Reputation: 100
I'm trying to download some files from behind a SSO (Single Sign-On) site. It seems to be SAML authenticated, that's where I'm stuck. Once authenticated I'll be able to perform API requests that return JSON, so no need to interpret/scrape.
Not really sure how to deal with that in mechanicalsoup (and relatively unfamiliar with web-programming in general), help would be much appreciated.
Here's what I've got so far:
import mechanicalsoup
from getpass import getpass
import json
login_url = ...
br = mechanicalsoup.StatefulBrowser()
response = br.open(login_url)
if verbose: print(response)
# provide the username + password
br.select_form('form[id="loginForm"]')
print(br.get_current_form().print_summary()) # Just to see what's there.
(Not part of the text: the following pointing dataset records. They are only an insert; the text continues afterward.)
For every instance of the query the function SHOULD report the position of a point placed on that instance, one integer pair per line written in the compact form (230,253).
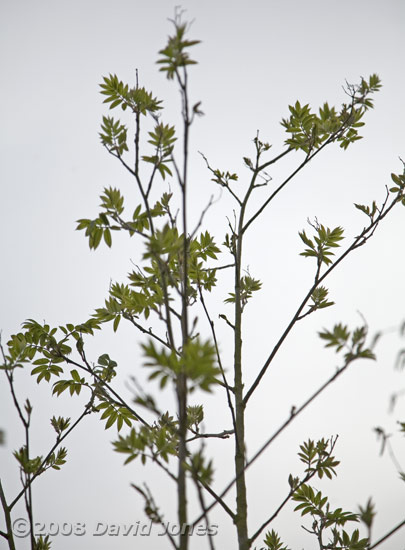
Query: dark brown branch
(294,413)
(222,435)
(54,447)
(358,241)
(7,509)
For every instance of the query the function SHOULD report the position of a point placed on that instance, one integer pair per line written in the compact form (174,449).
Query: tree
(180,270)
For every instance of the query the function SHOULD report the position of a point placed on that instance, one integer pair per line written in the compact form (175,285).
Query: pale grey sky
(254,60)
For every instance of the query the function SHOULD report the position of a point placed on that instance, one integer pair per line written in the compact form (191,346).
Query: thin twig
(294,413)
(387,535)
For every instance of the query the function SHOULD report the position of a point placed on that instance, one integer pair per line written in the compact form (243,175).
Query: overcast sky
(255,58)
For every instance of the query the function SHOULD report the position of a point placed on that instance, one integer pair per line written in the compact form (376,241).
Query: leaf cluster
(314,503)
(248,285)
(341,337)
(175,55)
(317,458)
(196,361)
(325,239)
(309,131)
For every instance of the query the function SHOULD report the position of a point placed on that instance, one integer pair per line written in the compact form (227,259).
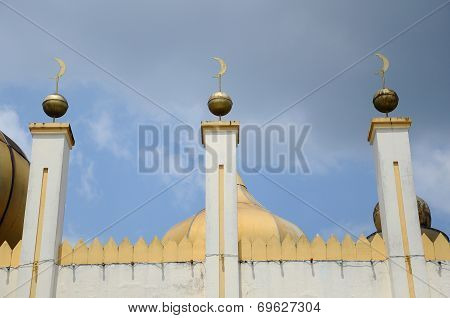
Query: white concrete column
(398,207)
(44,211)
(220,139)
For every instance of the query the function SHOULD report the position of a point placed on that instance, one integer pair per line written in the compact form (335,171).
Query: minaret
(220,139)
(397,196)
(46,199)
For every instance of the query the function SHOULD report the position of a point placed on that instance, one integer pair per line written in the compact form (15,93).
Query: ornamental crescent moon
(385,61)
(223,67)
(62,67)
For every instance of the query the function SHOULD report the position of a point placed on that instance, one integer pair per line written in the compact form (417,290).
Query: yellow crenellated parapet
(259,250)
br['UserName'] = input('Email: ')
br['Password'] = getpass()
response = br.submit_selected().text
if verbose: print(response)
At this point I get a page telling me javascript is disabled and that I must click submit to continue. So I do:
br.select_form()
response = br.submit_selected().text
if verbose: print(response)
That's where I get a complaint about state information being lost.
Output:
<h2>State information lost</h2>
State information lost, and no way to restart the request<h3>Suggestions for resolving this problem:</h3><ul><li>Go back to the previous page and try again.</li><li>Close the web browser, and try again.</li></ul><h3>This error may be caused by:</h3><ul><li>Using the back and forward buttons in the web browser.</li><li>Opened the web browser with tabs saved from the previous session.</li><li>Cookies may be disabled in the web browser.</li></ul>
The only hits I've found on scraping behind SAML logins are all going with a selenium approach (and sometimes dropping down to requests).
Is this possible with mechanicalsoup?
Upvotes: 0
Views: 361
Reputation: 100
My situation turned out to require Javascript for login. My original question about getting into SAML auth was not the true environment. So this question has not truly been answered.
Thanks to @Daniel Hemberger for helping me figure that out in the comments.
In this situation MechanicalSoup is not the correct tool (due to Javascript) and I ended up using selenium to get through authenication then using requests.
Upvotes: 0